Wednesday, May 5, 2010

Thailand Canal Boats

So we brothers are exchanging these emails about the canal boats brother Bill saw in Thailand


and how some of them are powered by old automobile engines.



We speculate that might be where old car engines go to live out the remainder of their useful lives; puttering up and down canals. It occurs to me that a similar thing happens here in the States. Just because cars are done for in the U.S. doesn't mean they're totally done. Any drive south from here to The Valley passes caravans of ratty cars towing even rattier cars down to Mexico; cars purchased at auto auctions for practically nothing. Less expensive labor, and probably less stringent environmental regulations, translates to lots of life left in a car that we consider all used up. From Mexico, all you need are a few tow bars, a few drivers, a ride across the border, and you're in business.

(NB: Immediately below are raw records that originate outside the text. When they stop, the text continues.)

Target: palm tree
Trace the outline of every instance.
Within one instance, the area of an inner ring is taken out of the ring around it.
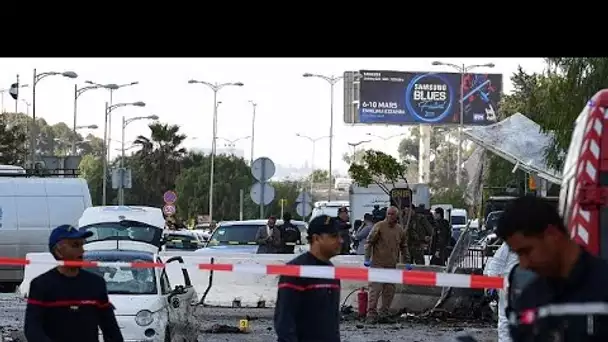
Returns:
[[[152,123],[150,137],[138,136],[133,142],[141,149],[135,154],[139,161],[139,174],[146,191],[141,200],[147,204],[162,204],[162,194],[175,187],[175,179],[181,171],[181,162],[186,149],[181,144],[186,140],[178,125]]]

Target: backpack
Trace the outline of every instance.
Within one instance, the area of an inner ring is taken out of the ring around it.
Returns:
[[[293,224],[289,222],[284,223],[281,230],[283,231],[283,241],[286,243],[297,243],[300,241],[300,230]]]

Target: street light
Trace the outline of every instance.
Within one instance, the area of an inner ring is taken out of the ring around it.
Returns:
[[[322,136],[322,137],[317,137],[317,138],[311,138],[307,135],[303,135],[300,133],[296,133],[297,137],[300,138],[304,138],[307,139],[308,141],[310,141],[312,143],[312,158],[310,159],[310,192],[312,192],[312,188],[314,186],[314,180],[313,180],[313,176],[315,173],[315,146],[317,145],[317,141],[321,140],[321,139],[325,139],[325,138],[329,138],[328,135]]]
[[[120,172],[121,178],[118,187],[118,205],[125,205],[125,187],[124,187],[124,167],[125,167],[125,131],[127,125],[137,120],[158,120],[158,115],[136,116],[125,119],[122,116],[122,140],[120,141]]]
[[[324,76],[324,75],[311,74],[308,72],[302,76],[320,78],[320,79],[325,80],[330,85],[331,109],[330,109],[330,114],[329,114],[329,116],[330,116],[329,120],[331,120],[331,121],[329,123],[329,189],[327,191],[327,200],[331,201],[331,189],[332,189],[331,169],[332,169],[333,152],[334,152],[333,151],[334,150],[334,85],[336,83],[338,83],[338,81],[340,81],[344,77],[343,76]]]
[[[30,86],[29,84],[19,84],[18,88],[27,88],[29,86]],[[6,92],[8,92],[10,90],[11,90],[11,88],[0,89],[0,96],[2,96],[2,113],[4,113],[4,93],[6,93]]]
[[[84,126],[76,126],[76,129],[98,129],[97,125],[84,125]]]
[[[25,103],[25,107],[26,107],[26,115],[29,117],[30,116],[30,107],[32,106],[32,103],[29,102],[26,99],[21,99],[21,101],[23,101],[23,103]]]
[[[350,160],[351,164],[355,162],[355,158],[357,157],[357,146],[362,145],[362,144],[366,144],[368,142],[371,142],[371,140],[360,140],[360,141],[357,141],[357,142],[349,142],[348,143],[348,145],[353,148],[353,157]]]
[[[217,140],[217,92],[228,86],[242,87],[242,82],[209,83],[205,81],[189,80],[188,84],[204,84],[213,90],[213,137],[211,139],[211,171],[209,172],[209,222],[213,222],[213,174],[215,172],[215,149]]]
[[[255,142],[255,109],[258,104],[253,102],[252,100],[249,100],[249,103],[251,103],[251,105],[253,106],[253,116],[251,117],[251,155],[249,158],[249,167],[251,167],[251,165],[253,165],[253,144]]]
[[[375,135],[375,134],[371,134],[371,133],[365,133],[365,135],[369,135],[370,137],[382,139],[384,141],[389,141],[389,140],[391,140],[393,138],[404,136],[405,133],[393,134],[393,135],[389,135],[387,137],[383,137],[381,135]]]
[[[456,185],[460,185],[460,177],[461,172],[460,169],[462,167],[462,130],[464,128],[464,76],[471,70],[475,68],[493,68],[495,67],[494,63],[486,63],[486,64],[473,64],[473,65],[456,65],[452,63],[445,63],[441,61],[434,61],[432,63],[435,66],[444,65],[449,66],[458,70],[460,73],[460,123],[458,124],[458,154],[456,158]]]
[[[30,154],[32,158],[32,165],[36,161],[36,85],[42,79],[48,76],[63,76],[67,78],[77,78],[78,74],[73,71],[49,71],[37,73],[34,69],[34,82],[32,82],[32,129],[30,129]]]
[[[111,85],[111,84],[103,85],[103,84],[93,83],[91,81],[85,81],[85,83],[93,84],[93,85],[78,88],[78,84],[74,84],[74,125],[72,126],[73,131],[74,131],[74,137],[72,139],[72,155],[73,156],[76,155],[76,139],[77,139],[76,118],[78,117],[78,98],[80,97],[80,95],[86,93],[89,90],[94,90],[94,89],[110,89],[110,90],[118,89],[118,88],[114,88],[113,87],[114,85]]]
[[[146,103],[142,102],[142,101],[137,101],[137,102],[126,102],[126,103],[117,103],[117,104],[113,104],[110,105],[108,102],[106,102],[106,110],[105,110],[105,115],[104,115],[104,127],[103,127],[103,136],[107,137],[108,136],[108,118],[110,117],[110,114],[112,114],[112,111],[116,108],[122,108],[122,107],[127,107],[127,106],[133,106],[133,107],[145,107]],[[124,139],[123,139],[124,140]],[[108,155],[108,144],[103,144],[103,155],[107,156]],[[102,178],[102,200],[101,200],[101,205],[106,205],[106,198],[107,198],[107,183],[108,183],[108,159],[107,158],[103,158],[103,178]]]
[[[236,139],[226,139],[226,138],[222,138],[222,137],[217,137],[217,139],[219,140],[224,140],[225,142],[227,142],[227,144],[225,145],[226,147],[234,147],[234,145],[241,141],[241,140],[245,140],[245,139],[249,139],[251,138],[250,135],[246,136],[246,137],[240,137],[240,138],[236,138]]]
[[[124,83],[124,84],[116,84],[116,83],[101,84],[101,83],[93,82],[91,80],[84,81],[84,83],[90,84],[90,85],[93,85],[93,86],[98,86],[100,88],[108,89],[110,91],[110,106],[112,106],[112,104],[113,104],[113,97],[114,97],[114,91],[115,90],[139,84],[138,81],[130,82],[130,83]],[[107,133],[108,134],[104,135],[104,137],[103,137],[103,142],[104,142],[104,144],[107,144],[108,146],[111,146],[112,145],[112,117],[111,116],[108,117],[108,132]],[[106,160],[107,160],[108,163],[110,163],[110,150],[108,149],[106,151],[106,153],[107,153]]]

Seems like a good idea. This might not be the right political climate for encouraging Mexicans to come across the border to get our stuff, but it’s stuff we didn’t really want any more anyway, so why not? Come to think of it, that has to help our economy too. If there is an increased demand for junker cars, that increased demand will make the price of our junker cars go up, even if ever so slightly. We’ll make more money.


Wait a minute. An increase in the price of junker cars might be bad for wrecking yards that buy them and part them out. That might be bad for our economy.


Yabbut, it has to be better for our environment to have those old cars carried down south and re-used there instead of clogging up our landfills.


But what about the steel we could have melted down? That makes steel a scarcer commodity and drives up the price. With less steel to recycle, we increase the demand for new steel which might be bad for the environment!


Wait! What was that??? Did a butterfly just flap its wings in China? Is someone throwing pebbles in the pond again?